変化していかないといけないことを変えようとすると、変わりたくない方々から圧力を掛けて頂ける。PV=nRTの法則の如く、こちらの感情が熱くなるが、それは変わりたくない方々の思う壺なので、そこには入らないようにしようとすると、体積を減らせばよい事になる。団体で攻めているつもりでいらっしゃるのに、実は、一人の感情論だったのだよとなると、体積が減じたと等価であるから、こちらはかっかしなくて良い事になる。圧力という仕事をすると、エントロピーが発生して、持っているパワーのロスに繋がるから、変わりたくない方々は無意識に体力を消耗することになる。まつりごとの熱力学である。

変化をするなら、まず、早く動くこと。考えて、相談して、ルールの通りは当然なのだけど、考えたら動きながら、アジャイル型まつりごとという時代なのだと思う。勿論、場当たり的は最悪の結果しか生まない。それでは変えないことが正義か、いや、それは全く違う。危ないのは、変えてはいけない骨格をいじること。全部シャッフルなんてのは能無しのやることであって、方向すら定めていないのに進みだすのは愚の骨頂である。

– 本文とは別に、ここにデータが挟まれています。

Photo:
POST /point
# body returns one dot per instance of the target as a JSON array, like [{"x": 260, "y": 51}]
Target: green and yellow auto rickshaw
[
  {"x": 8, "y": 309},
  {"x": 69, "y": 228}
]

この方向性というものが重要であって、それをどのように定めるかなのだけど、組織というものは「その組織だからこそ」というOutcomesを社会にご提供させて頂いてこそであって、あっちもこっちも同じもので良いということなら、一番大きい処だけで、他は要らないのだ。即ちゾンビ組織なのだ。旧態依然で良いところは何処も無く、かと言って、この領土が欲しいからと、自組織に大ぼら吹いて鼓舞して戦争させるなんてのは愚か者にもなれない連中なので、それは有り得ない。自らの色を出し切るために変わっていかないといけないということだ。それが身の丈ということなんだけど、身の丈一杯に頑張るというのはなかなか出来ることでは無い。

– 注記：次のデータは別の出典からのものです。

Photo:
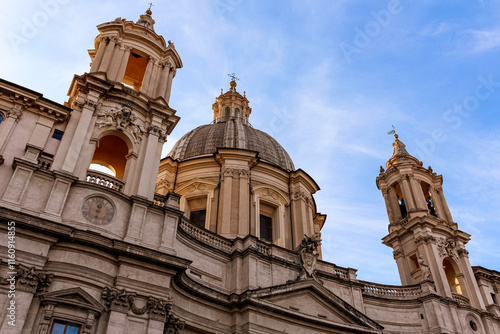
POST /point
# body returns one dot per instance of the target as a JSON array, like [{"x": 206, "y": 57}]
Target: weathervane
[{"x": 233, "y": 77}]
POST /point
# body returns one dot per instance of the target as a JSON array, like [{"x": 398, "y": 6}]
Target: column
[
  {"x": 225, "y": 201},
  {"x": 171, "y": 76},
  {"x": 147, "y": 77},
  {"x": 162, "y": 84},
  {"x": 100, "y": 53},
  {"x": 153, "y": 84},
  {"x": 78, "y": 140},
  {"x": 444, "y": 205},
  {"x": 104, "y": 66},
  {"x": 8, "y": 125},
  {"x": 394, "y": 204},
  {"x": 116, "y": 323},
  {"x": 123, "y": 63},
  {"x": 38, "y": 138},
  {"x": 128, "y": 176},
  {"x": 117, "y": 61},
  {"x": 407, "y": 195},
  {"x": 147, "y": 172}
]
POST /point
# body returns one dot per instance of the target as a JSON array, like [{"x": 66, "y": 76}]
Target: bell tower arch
[
  {"x": 427, "y": 244},
  {"x": 121, "y": 116}
]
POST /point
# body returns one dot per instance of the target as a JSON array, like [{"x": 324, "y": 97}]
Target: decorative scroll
[
  {"x": 123, "y": 119},
  {"x": 124, "y": 301},
  {"x": 173, "y": 325},
  {"x": 446, "y": 247},
  {"x": 30, "y": 279}
]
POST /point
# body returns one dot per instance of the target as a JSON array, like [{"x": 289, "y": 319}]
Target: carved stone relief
[
  {"x": 123, "y": 119},
  {"x": 124, "y": 301},
  {"x": 29, "y": 279},
  {"x": 446, "y": 247}
]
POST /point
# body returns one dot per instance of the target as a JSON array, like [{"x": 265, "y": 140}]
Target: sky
[{"x": 328, "y": 79}]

「身の丈をわきまえろ」とはなんとなくなんだけど、背伸びをしたら怒られる一言みたいなんだけど、実は「まだまだできるだろ、もっとがんばれよ」というところでも使うのだ。そんなところで安穏としているんじゃ無いよ!ということなんだけどね。日々是精進ということなんだけど、精進すると周囲が陳腐に見えてくるから、それを変えていこうという気になるのですよ。もしもそうならなかったら、世間と同じ速度で動いているだけの組織であって、それはゾンビだ。見える景色が陳腐であり続けるから価値がある組織である。そんな意識であり続けることに死力を尽くす。それだけのことだ。